At Waymo, we have been at the forefront of AI and ML in autonomous driving for over 15 years, and are continuously contributing to advancing research in the field. Today, we are sharing our latest research paper on an End-to-End Multimodal Model for Autonomous Driving (EMMA).
Powered by Gemini, a multimodal large language model developed by Google, EMMA employs a unified, end-to-end trained model to generate future trajectories for autonomous vehicles directly from sensor data. Trained and fine-tuned specifically for autonomous driving, EMMA leverages Gemini’s extensive world knowledge to better understand complex scenarios on the road.
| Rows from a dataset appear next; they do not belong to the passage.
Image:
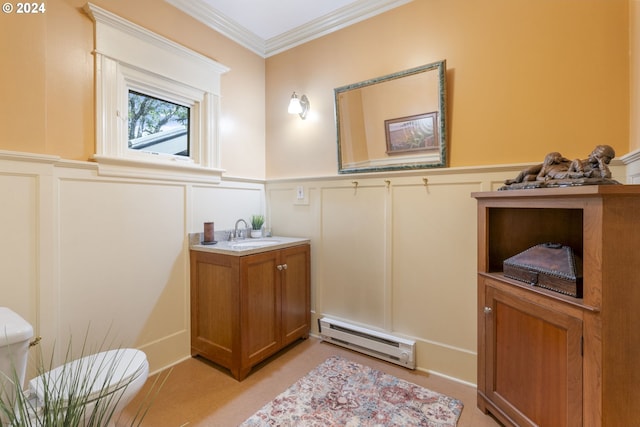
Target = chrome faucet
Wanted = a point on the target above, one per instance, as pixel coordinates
(235, 229)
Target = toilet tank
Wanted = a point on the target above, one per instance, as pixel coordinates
(15, 333)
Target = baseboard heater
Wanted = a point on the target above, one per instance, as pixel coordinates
(377, 344)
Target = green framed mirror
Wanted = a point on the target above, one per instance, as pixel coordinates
(393, 122)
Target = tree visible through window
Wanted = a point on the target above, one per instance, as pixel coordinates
(157, 126)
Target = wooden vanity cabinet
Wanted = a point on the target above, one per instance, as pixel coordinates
(548, 359)
(246, 308)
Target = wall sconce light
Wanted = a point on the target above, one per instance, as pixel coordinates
(299, 106)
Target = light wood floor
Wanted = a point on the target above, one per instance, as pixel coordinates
(198, 393)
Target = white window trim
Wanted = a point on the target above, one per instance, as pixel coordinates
(129, 57)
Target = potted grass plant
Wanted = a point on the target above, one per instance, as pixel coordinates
(257, 221)
(25, 410)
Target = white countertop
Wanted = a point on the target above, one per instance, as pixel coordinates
(250, 246)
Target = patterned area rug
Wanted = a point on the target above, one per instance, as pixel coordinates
(339, 392)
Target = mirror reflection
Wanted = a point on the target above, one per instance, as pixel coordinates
(393, 122)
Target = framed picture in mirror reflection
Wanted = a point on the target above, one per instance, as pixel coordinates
(412, 133)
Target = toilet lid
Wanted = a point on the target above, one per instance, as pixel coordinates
(96, 375)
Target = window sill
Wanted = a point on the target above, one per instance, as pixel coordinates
(159, 169)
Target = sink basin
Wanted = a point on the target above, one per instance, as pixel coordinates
(253, 244)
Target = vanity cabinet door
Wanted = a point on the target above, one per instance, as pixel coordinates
(260, 301)
(533, 361)
(296, 306)
(215, 312)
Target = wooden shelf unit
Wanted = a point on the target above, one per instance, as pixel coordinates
(544, 358)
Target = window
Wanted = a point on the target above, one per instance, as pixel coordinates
(157, 126)
(135, 66)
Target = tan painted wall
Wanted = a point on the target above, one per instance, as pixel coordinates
(47, 81)
(524, 78)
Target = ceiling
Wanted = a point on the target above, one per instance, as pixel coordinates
(268, 27)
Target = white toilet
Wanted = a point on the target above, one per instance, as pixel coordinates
(111, 377)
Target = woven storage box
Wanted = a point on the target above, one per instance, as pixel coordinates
(548, 265)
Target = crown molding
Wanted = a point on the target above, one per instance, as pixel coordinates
(327, 24)
(341, 18)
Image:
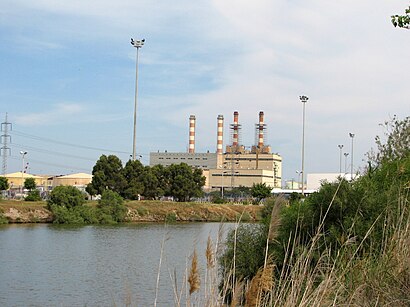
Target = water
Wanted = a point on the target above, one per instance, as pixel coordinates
(49, 265)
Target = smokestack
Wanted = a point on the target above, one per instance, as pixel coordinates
(220, 131)
(191, 134)
(235, 128)
(261, 127)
Our research demonstrates how multimodal models, such as Gemini, can be applied to autonomous driving and explores pros and cons of the pure end-to-end approach. It highlights the benefit of incorporating multimodal world knowledge, even when the model is fine-tuned for autonomous driving tasks that require good spatial understanding and reasoning skills. Notably, EMMA demonstrates positive task transfer across several key autonomous driving tasks: training it jointly on planner trajectory prediction, object detection, and road graph understanding leads to improved performance compared to training individual models for each task. This suggests a promising avenue of future research, where even more core autonomous driving tasks could be combined in a similar, scaled-up setup.
“EMMA is research that demonstrates the power and relevance of multimodal models for autonomous driving,” said Waymo VP and Head of Research Drago Anguelov. “We are excited to continue exploring how multimodal methods and components can contribute towards building an even more generalizable and adaptable driving stack.”